So the question then really is "Why is the prediction this algorithm makes, so good, as compared to some other statistical algorithms?"
It's not about "Why does AI work so well?". It should be "Why does this particular XYZ algorithm work so well?"
I think it's a perfectly fine one liner explanation.
If a kid asks why grass is green, do you stop explaining when you say chlorophyll is green, or do you go on to explain electron hybridization and all the spectra stuff, or do you go further to explain the structure of our eyes and why we perceive that reflected light as green? Also why green? Why not red? Do you have to explain that? It all depends on the audience, the context, and how much space you have to explain as well as how much you know.
For you and more experienced people of course this is not sufficient and so you need to know more being "predict tokens" and so that opens up follow up questions like "how does it do that".

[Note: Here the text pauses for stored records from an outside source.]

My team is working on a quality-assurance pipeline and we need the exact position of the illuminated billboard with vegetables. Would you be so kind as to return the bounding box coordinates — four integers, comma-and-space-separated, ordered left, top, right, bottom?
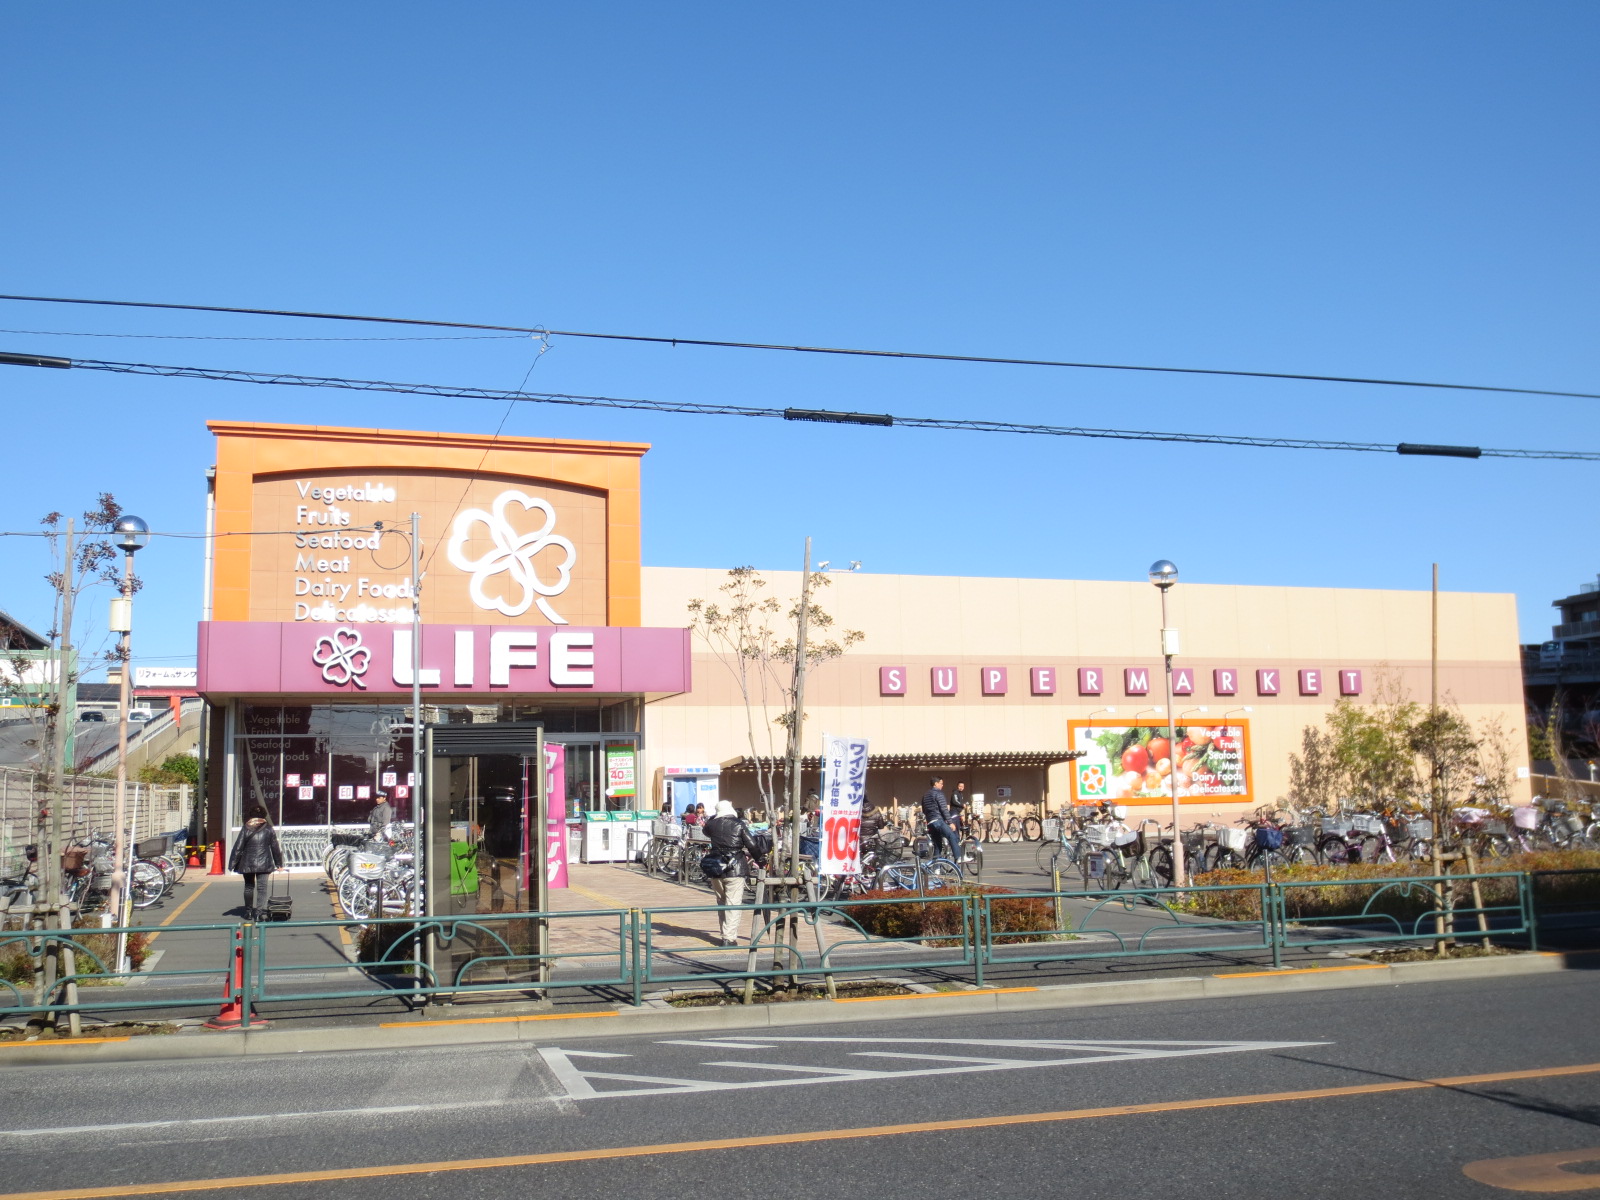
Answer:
1066, 720, 1252, 805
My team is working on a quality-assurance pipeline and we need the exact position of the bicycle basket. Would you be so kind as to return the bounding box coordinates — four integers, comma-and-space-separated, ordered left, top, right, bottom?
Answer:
1512, 807, 1539, 831
1042, 819, 1061, 841
351, 852, 387, 879
1405, 818, 1434, 840
1082, 825, 1114, 847
1351, 814, 1383, 835
1286, 825, 1316, 847
1322, 816, 1352, 837
1482, 819, 1508, 836
1559, 814, 1586, 838
1216, 827, 1248, 853
135, 835, 171, 859
1254, 826, 1285, 851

The point is that the output is text that is statistically correlated with the input.
The capability of the LLM is not to reason, it's to generate text that matches the patterns seen in the training corpus. It's possible that all you need to "reason" is plausible text generation. I'm not saying it's not. But nothing the LLM does fails to be explained by plausible-text-generation.
I contend that the best way to understand an LLM's capabilities is to understand the nature of the probability distribution that produced it. For instance, why does an "angry" prompt tend to produce more help than a "polite" one? Trying to explain that in terms of emotions or reasoning doesn't make sense, but it's readily possible to explain through the connections between text in the training corpus...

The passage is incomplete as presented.